Seeing Machines fell into loss in the second half of its financial year after reporting a profit in the fist half.

Seeing Machines designs integrated software and digital camera technology that tracks facial movement and reactions. The main source of revenues comes from supplying devices fitted in vehicles to assess driver distraction and drowsiness. Even so, the contract with Dycom Industries has not generated revenues at the pace originally expected. There is still some way to go in the roll-out across its fleet of vehicles.

Seeing Machines went from a profit of A$327,000 in 2007-08 to a loss of A$5.61m in the year to June 2009, although that includes a net write-off of development costs of A$5.04m.

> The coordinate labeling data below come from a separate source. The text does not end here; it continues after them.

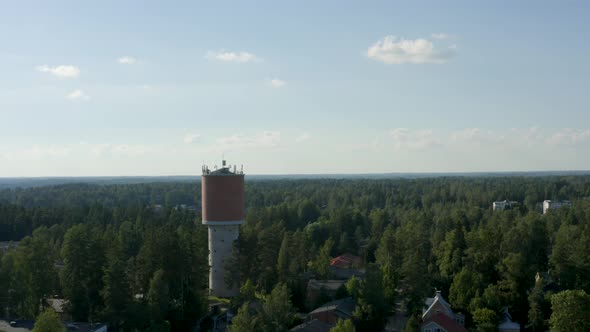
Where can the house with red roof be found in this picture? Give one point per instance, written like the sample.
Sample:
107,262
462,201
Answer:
437,316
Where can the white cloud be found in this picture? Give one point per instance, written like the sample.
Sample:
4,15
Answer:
392,50
303,137
191,138
440,36
412,139
77,95
224,56
127,60
63,71
277,83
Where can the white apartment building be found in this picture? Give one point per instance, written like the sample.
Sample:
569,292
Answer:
503,205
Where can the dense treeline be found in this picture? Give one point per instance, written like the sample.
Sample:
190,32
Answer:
139,267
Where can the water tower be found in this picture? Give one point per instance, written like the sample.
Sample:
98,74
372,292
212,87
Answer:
222,192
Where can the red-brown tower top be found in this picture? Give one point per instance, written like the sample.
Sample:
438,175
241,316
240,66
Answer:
222,192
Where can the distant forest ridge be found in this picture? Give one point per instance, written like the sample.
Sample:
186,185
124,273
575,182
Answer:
27,182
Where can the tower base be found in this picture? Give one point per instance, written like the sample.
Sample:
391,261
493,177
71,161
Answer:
221,239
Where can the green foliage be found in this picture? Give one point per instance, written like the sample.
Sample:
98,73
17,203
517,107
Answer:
243,321
277,311
485,319
321,265
48,321
370,305
571,311
412,324
422,233
343,326
353,287
536,314
158,296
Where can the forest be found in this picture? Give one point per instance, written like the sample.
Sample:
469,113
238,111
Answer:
135,255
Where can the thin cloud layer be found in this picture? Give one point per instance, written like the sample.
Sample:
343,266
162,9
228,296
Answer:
237,57
63,71
127,60
412,139
393,50
77,95
191,138
277,83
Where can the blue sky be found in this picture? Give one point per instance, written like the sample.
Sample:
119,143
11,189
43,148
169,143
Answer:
158,88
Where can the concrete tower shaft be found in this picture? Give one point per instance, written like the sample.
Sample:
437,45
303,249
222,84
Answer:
222,193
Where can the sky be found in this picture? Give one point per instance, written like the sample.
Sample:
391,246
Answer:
117,88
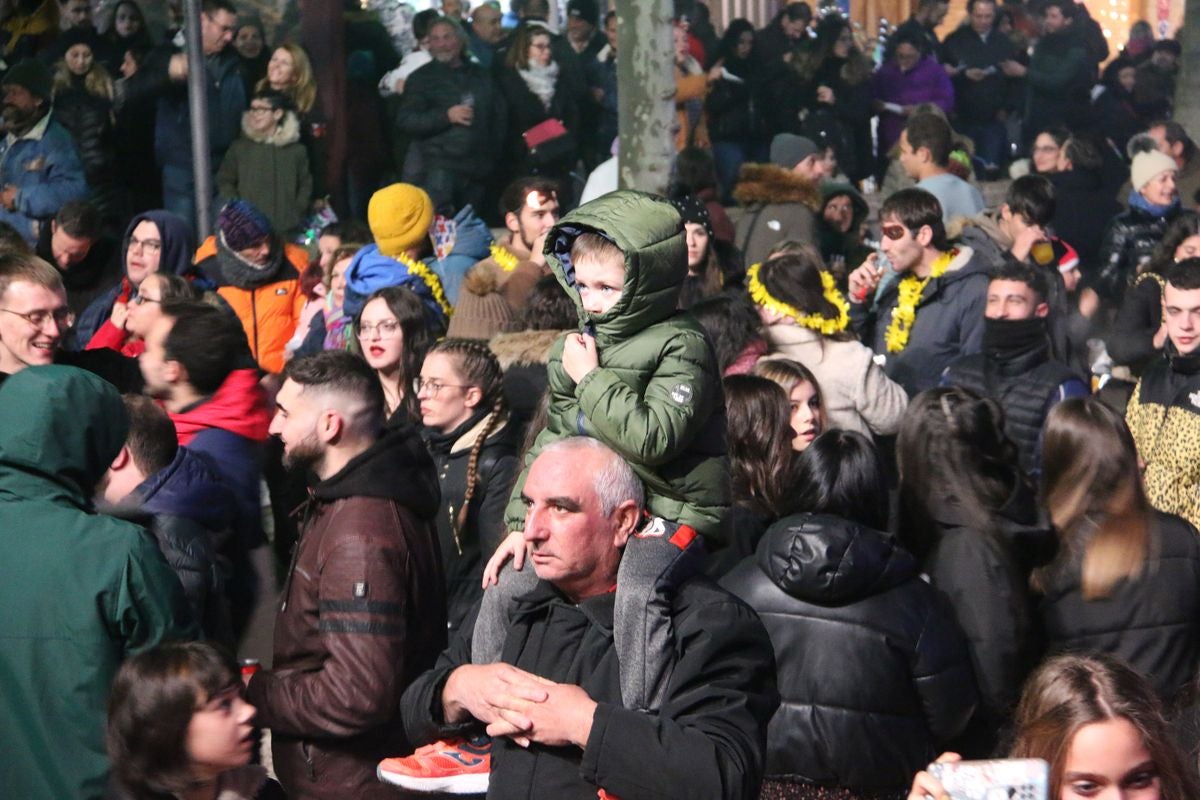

This means that there are no capitalised development costs on the balance sheet.

The TrueField Analyzer is launching later this year. It is designed to detect glaucoma. Seeing Machines is talking to global distribution partners. 

Seeing Machines recently appointed Daniel Stewart as its broker. The new house broker forecasts a profit of A$700,000 in the year to June 2010. This assumes at least one new vehicle fleet contract. That puts the shares on 17 times forecast earnings for 2009-10.

Net cash was $679,000 at the end of June 2009. Management believes it has enough cash for the company’s needs. If it meets forecasts the cash pile should be higher at the end of June 2010.

At 2p a share, Seeing Machines is valued at £6.24m.